PITTSBURGH — Maurkice Pouncey is free to get back to work. The Pittsburgh Steelers center is also free of regrets.
“The money was worth it, trust me,” Pouncey said Wednesday after returning from a two-game suspension for kicking and punching Cleveland Browns defensive end Myles Garrett during a late-game brawl on Nov. 14.
Pouncey (University of Florida) kicked and punched Garrett repeatedly after Garrett ripped off Pittsburgh quarterback Mason Rudolph’s helmet then hit him in the head with it in the final seconds of a 21-7 Cleveland victory. Pouncey raced to Rudolph’s defense, attacking Garrett while Garrett was being held on the ground by Steelers offensive guard David DeCastro.
The league initially hit Pouncey with a three-game ban but reduced it to two on appeal. His teammates rallied to his defense, sporting “Free Pouncey” sweatshirts before Sunday’s rematch with the Browns then stopping by his house to award him the game ball following a 20-13 victory that gave Pittsburgh’s playoff hopes a significant boost.
“I think the guys knew, my teammates know I ride with you no matter what,” Pouncey said. “A lot of great came out of it.”
The Steelers (7-5) beat Cincinnati and Cleveland with B.J. Finney filling in. Pouncey credited Finney, who will be a free agent in March, for earning “a lot of money for himself” while Pouncey served his suspension.
“He played outstanding, man, honestly,” Pouncey said.
Pouncey, meanwhile, sat at home watching his teammates on TV. It wasn’t an entirely new experience. He missed all but a handful of snaps in 2013 after tearing an ACL in the opener against Tennessee, and sat out all of 2015 after breaking his leg during the preseason.
This time, however, was different. He would send his teammates supportive texts but otherwise stayed away.

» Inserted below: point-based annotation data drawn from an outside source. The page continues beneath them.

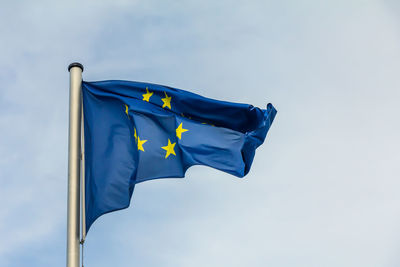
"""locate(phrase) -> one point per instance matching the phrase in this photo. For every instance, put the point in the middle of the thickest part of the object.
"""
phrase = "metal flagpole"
(74, 150)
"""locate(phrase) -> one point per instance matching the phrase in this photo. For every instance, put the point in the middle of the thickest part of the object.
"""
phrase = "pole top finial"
(75, 64)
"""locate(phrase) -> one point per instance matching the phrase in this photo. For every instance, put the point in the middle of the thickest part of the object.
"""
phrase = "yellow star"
(169, 148)
(147, 95)
(180, 130)
(140, 144)
(166, 101)
(126, 109)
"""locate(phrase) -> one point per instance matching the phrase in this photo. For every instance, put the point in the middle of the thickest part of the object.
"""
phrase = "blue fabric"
(136, 132)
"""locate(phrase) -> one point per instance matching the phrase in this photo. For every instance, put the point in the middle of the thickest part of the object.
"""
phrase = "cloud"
(322, 190)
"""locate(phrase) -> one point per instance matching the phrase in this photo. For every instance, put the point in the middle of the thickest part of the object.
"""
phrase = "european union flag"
(140, 131)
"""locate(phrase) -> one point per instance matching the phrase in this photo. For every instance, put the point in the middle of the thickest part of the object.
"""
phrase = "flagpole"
(74, 150)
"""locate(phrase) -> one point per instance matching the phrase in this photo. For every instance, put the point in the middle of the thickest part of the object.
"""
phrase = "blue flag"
(140, 131)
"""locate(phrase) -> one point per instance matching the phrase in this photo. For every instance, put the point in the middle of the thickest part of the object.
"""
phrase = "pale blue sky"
(323, 189)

He would flip on the TV and run on the treadmill during games to simulate — in some small way — game-like conditions. The suspension forced him to work out at local gyms instead of the team’s practice facility. The fans he ran into had no issues with his response to Garrett.
“A couple said, ‘Add another kick, add another punch,’” Pouncey said. “But it was just funny to hear people. Everywhere I go, too, everyone goes like this, they put their fists up.”
Pouncey doesn’t believe Garrett’s allegation that Rudolph used a racial slur just before their altercation started, an allegation Rudolph has repeatedly denied.
“C’mon, man, that’s not true at all,” Pouncey said. “But we are past that, honestly. You guys know Mason, you guys have been around him a long time … if you’re a racist, it would have been exposed.”
Rudolph lost the starting job in Pouncey’s absence to backup Devlin “Duck” Hodges. Hodges will get the nod again Sunday when Pittsburgh visits Arizona. Hodges called Pouncey “the ultimate teammate.”
One eager to help Pittsburgh’s patched together offense continue an unlikely playoff push.
“They played amazingly, two-game winning streak, that was awesome.,” Pouncey said. “The guys went out there, they protected well, they ran the ball well, so hey, they didn’t need me.”
Player of Week
Cincinnati defensive end Carlos Dunlap was named the AFC’s Defensive Player of the Week, an honor that wasn’t too surprising given his performance against the Jets.
Dunlap recorded seven tackles, a pass deflection, and most importantly three sacks. He looked like a one man wrecking crew at times, and he was a huge reason why the Jets could only muster six points against Cincinnati’s defense.
It’s the third time Dunlap has earned this award in his career. He is already the Bengals career sack leader with 78 (closely followed by defensive tackle Geno Atkins with 75.5).